My cousin was something of a dilettante
of madness. Skullduggery, onanism, shooting 

his surname into the quaintness
of a chapel wall—he was always flirting 

with crazy. More than once, I saw him cop a feel
of the livid
  

wirework of an electric fence
without flinch. Saw him egg
  

young holler boys into tasting the spitting
image of whipped cream—hen
  

diarrhea. & with firecrackers, I saw him
turn a bullfrog into gothic
  

rain. Adolescing with him
made Jack Link’s

out of my nerves. In late teenhood, he took work
muling pills from South Florida to London,
 

Kentucky. Tooling between states in a Buick
with
Bad Hombre plates, he coined himself the famous 

wraith of Route 75. He did it until he had the folding
money not to.
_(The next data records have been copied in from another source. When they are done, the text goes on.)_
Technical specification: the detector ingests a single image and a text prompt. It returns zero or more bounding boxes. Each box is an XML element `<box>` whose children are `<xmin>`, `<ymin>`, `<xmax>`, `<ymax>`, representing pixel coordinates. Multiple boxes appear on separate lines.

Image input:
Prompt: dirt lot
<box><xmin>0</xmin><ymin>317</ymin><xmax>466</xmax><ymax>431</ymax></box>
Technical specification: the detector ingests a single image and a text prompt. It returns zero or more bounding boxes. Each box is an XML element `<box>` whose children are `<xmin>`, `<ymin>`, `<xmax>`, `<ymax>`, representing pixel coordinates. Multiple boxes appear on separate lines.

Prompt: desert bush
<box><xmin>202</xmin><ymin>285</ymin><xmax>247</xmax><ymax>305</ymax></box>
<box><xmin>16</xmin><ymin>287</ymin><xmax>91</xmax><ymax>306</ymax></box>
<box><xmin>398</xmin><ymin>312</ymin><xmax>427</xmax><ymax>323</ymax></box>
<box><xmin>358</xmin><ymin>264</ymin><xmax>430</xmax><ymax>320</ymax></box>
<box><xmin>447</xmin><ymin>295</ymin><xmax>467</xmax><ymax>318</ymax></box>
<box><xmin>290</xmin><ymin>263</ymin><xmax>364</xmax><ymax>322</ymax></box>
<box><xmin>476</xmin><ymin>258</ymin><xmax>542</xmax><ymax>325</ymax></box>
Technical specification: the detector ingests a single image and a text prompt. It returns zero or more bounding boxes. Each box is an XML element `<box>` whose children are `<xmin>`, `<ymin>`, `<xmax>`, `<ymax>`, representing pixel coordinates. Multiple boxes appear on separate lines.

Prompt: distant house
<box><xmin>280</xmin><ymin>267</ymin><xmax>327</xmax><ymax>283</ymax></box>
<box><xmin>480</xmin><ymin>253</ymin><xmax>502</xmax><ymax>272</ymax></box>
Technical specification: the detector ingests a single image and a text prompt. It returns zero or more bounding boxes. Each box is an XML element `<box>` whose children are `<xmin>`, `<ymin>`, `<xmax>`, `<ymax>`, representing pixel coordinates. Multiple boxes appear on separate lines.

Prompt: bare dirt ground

After eight months of that
 

desperado stuff, he came home. But directly
he blissed his makings away, spent the rest
 

of the year in a grinning
dopefog. Then on, he just wheedled by
 

on the sturdy
samaritanship of his kin. Every so often

though, to cut through the narcotic
dinge, he’d try his hand at something new. Dumping coal
 

slurry in the incoordinate dark, digging
grave after grave

just for the cold drinks, & putting pneumatic
divots in a calf’s skull

on the kill line. He worked some as a farrier
just to make sure the mares were clipped
 

to the quick, left limping
along on petals 

of abscessed tendon. He ruined many
a fine-blooded gait. Finally, they put him away
  

for leaving three trailers
half-arsoned. A fire marshal asked him what
  

happened & he said I don’t know, maybe the insurance
wire got too hot, winked. That was over a decade ago. The other 

morning, I was on my way somewhere & saw two boys playing
with a downed power line
  

& I thought of him. His phlegmy heart. 
Somebody local
  

told me that he’d taken up
a Pentecostal ministry. That he was preaching
  

to a rabid 200 every Sunday. Word is, he said he had to
forswear us every one. Anymore, he couldn’t condone
  

our wrongdoings. I can just see him
up at the pulpit, wringing the hell
  

out of that holy alphabet. & I can see the gleeful
ick in his eyes when it’s time to baptize
  

the penitents. How he loves getting to hold them
underwater, slobbers for those few seconds
  

between drowning
& deliverance.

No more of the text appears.